2.4 WP4 – ‘In house’ article authoring

 

17The staff on the project will contribute a significant number of articles to the KiB k-blog. Stevens will produce 20 articles; Lord 10 articles and Swan 10 articles (WP4.1). Both Lord and Stevens have already contributed articles to the Ontogenesis k-blog and will further extend on Ontogenesis in the wider KiB topics. These topics will include articles on tips for modeling in OWL; using ontologies with linked data; converting data to RDF and linked data; On-line knowledge resources; using ontologies in over-representation analysis of microarray data; integration strategies; and so on. Some of these in-house articles will act as glue that draw together many of the other articles. For example, an article on the role of knowledge in biology will draw together the need for the k-blog and act as a pathfinder. Where appropriate, we will use tools such as “Anthologize” and “Web Trails” to facilitate these aggregation activities. In house articles will be reviewed (WP4.2) by an external reviewer, potentially from the pool of contributors sourced in WP2.

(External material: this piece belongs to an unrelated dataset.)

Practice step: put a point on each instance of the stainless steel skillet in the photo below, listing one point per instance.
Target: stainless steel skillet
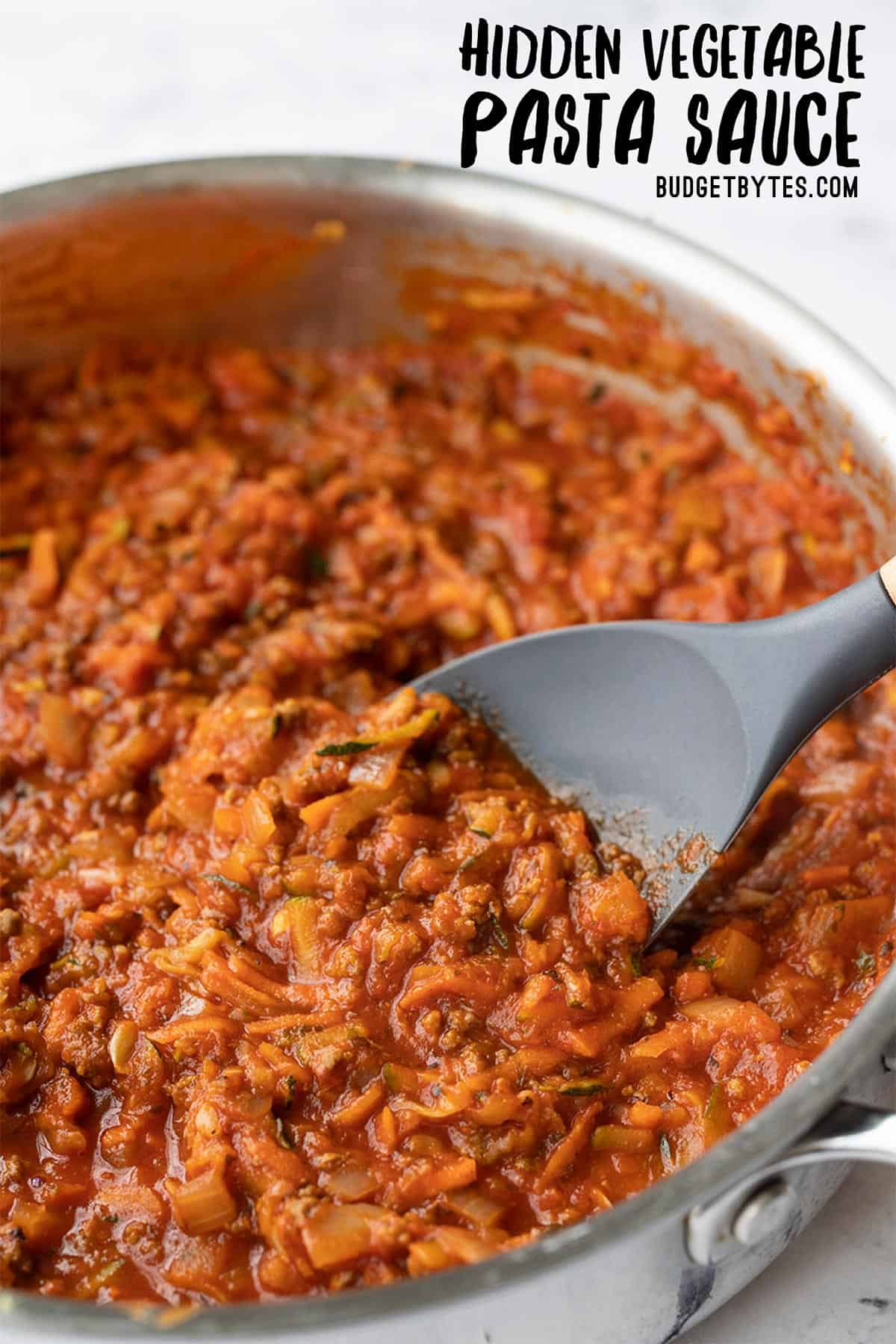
(158, 249)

2.5 WP5 – Project Management and JISC Requirements

 

18Management of the project will use regular weekly teleconferences, to ensure that all aspects are proceeding according to the project plan. In addition, we will fulfill the legal requirements for collaboration agreements and the formal reporting requirements from JISC as part of WP5.

19To ensure maximum community and public engagement in this proposal, all appropriate documents will be posted using the k-blog environment in addition to those locations specified by JISC, except where that information is withheld under normal FOI rules.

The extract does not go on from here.